Turkish police on Thursday have detained 11 suspects in anti-terror operations carried out against the DHKP-C in İzmir province.
The DHKP-C is an offshoot of a Marxist-Leninist movement that was established in the 1970s. The DHKP-C was founded in the 1990s after it splintered from a larger group of far-left organizations responsible for a string of attacks that include the assassination of two politicians in 1980, several intelligence officials and prominent businessman Özdemir Sabancı.

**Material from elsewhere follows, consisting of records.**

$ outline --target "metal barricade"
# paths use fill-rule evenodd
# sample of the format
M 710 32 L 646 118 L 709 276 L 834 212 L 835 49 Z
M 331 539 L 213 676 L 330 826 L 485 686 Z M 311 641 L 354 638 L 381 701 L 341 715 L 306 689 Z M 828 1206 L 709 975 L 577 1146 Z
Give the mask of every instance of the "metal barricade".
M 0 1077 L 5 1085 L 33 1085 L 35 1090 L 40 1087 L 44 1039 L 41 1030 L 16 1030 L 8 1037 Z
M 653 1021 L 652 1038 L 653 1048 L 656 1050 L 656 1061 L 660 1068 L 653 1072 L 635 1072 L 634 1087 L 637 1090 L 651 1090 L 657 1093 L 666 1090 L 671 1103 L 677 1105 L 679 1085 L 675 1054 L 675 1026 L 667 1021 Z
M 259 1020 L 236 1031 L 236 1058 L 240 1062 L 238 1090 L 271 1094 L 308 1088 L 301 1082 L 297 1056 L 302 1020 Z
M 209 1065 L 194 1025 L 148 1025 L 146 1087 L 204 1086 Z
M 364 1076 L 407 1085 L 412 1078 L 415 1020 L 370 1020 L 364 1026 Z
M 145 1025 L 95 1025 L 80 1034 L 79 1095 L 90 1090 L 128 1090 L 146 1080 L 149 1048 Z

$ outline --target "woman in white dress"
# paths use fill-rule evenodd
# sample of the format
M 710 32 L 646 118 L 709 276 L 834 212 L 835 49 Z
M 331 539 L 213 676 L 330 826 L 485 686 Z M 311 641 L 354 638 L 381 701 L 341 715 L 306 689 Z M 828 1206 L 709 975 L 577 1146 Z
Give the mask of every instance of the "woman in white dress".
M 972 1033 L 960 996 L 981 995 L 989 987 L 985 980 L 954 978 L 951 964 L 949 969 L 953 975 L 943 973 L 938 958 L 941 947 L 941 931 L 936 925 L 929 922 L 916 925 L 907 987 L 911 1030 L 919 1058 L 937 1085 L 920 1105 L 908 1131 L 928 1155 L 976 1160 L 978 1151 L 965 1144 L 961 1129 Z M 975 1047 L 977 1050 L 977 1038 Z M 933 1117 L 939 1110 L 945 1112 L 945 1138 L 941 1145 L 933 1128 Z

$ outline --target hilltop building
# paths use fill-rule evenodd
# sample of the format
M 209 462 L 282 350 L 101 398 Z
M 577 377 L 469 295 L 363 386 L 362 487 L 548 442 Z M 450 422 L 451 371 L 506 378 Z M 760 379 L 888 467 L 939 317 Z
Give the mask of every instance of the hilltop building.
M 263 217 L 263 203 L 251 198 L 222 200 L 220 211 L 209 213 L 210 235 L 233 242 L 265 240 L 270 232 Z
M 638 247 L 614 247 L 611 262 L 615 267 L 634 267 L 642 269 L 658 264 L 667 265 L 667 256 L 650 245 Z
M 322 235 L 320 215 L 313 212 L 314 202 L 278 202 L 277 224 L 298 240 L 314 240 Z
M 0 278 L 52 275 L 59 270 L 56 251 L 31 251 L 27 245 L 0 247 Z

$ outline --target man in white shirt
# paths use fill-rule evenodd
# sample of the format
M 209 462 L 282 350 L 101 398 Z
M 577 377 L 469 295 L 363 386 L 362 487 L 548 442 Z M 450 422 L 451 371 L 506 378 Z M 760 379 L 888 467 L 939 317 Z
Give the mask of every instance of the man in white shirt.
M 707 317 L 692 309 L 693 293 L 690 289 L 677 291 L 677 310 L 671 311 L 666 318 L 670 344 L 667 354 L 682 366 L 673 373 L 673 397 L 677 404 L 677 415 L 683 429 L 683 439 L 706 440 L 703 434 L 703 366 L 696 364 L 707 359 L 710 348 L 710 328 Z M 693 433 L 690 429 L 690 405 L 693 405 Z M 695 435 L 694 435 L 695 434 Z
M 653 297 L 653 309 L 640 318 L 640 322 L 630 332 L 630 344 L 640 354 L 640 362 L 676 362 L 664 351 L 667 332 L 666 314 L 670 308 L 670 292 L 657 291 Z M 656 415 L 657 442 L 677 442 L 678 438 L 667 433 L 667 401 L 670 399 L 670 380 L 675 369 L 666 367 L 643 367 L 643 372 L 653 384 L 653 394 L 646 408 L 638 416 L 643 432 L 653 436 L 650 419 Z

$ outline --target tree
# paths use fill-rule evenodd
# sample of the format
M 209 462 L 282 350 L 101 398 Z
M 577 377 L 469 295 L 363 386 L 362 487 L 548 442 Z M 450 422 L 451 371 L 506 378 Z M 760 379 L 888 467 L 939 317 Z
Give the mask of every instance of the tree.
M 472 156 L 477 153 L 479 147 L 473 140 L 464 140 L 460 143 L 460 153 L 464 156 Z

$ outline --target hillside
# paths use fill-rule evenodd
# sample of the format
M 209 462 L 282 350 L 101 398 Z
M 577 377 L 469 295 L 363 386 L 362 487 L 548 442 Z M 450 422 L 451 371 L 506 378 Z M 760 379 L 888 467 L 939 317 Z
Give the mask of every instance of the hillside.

It kept a relatively low profile for many years and its attacks were relatively minor compared to the PKK, another terrorist organization active in Turkey. It however stepped up its attacks over the past two years. In 2013, a DHKP-C militant carried out a suicide bombing at the U.S. Embassy compound in Ankara, killing a Turkish security guard.
The DHKP-C also claimed responsibility for non-lethal rocket attacks targeting the Justice and Development Party (AK Party) headquarters, the Turkish National Police headquarters and a Justice Ministry building in Ankara in 2013. The group, designated a terrorist organization by Turkey, the U.S. and EU, advocates a far-left ideology. Its members do not have a homogenous ethnic background like the PKK, which mainly draws support from Kurds. The DHKP-C's power has significantly declined since the death of Dursun Karataş in 2008, one of its founding leaders.
The DHKP-C is particularly active in Istanbul's working-class neighborhoods and at universities across the country where it recruits members among impressionable youth persuaded with a promise of a Marxist-Leninist revolution.
Apart from outright terror attacks, the organization also looks to make a name for itself by exploiting protests such as the 2013 Gezi Park protests. It was common to see shotgun- and pistol-wielding members of the DHKP-C roaming the streets, especially in working-class neighborhoods where it recruits supporters, during the protests and subsequent rallies last year under the pretext of commemorating people who died during the protests.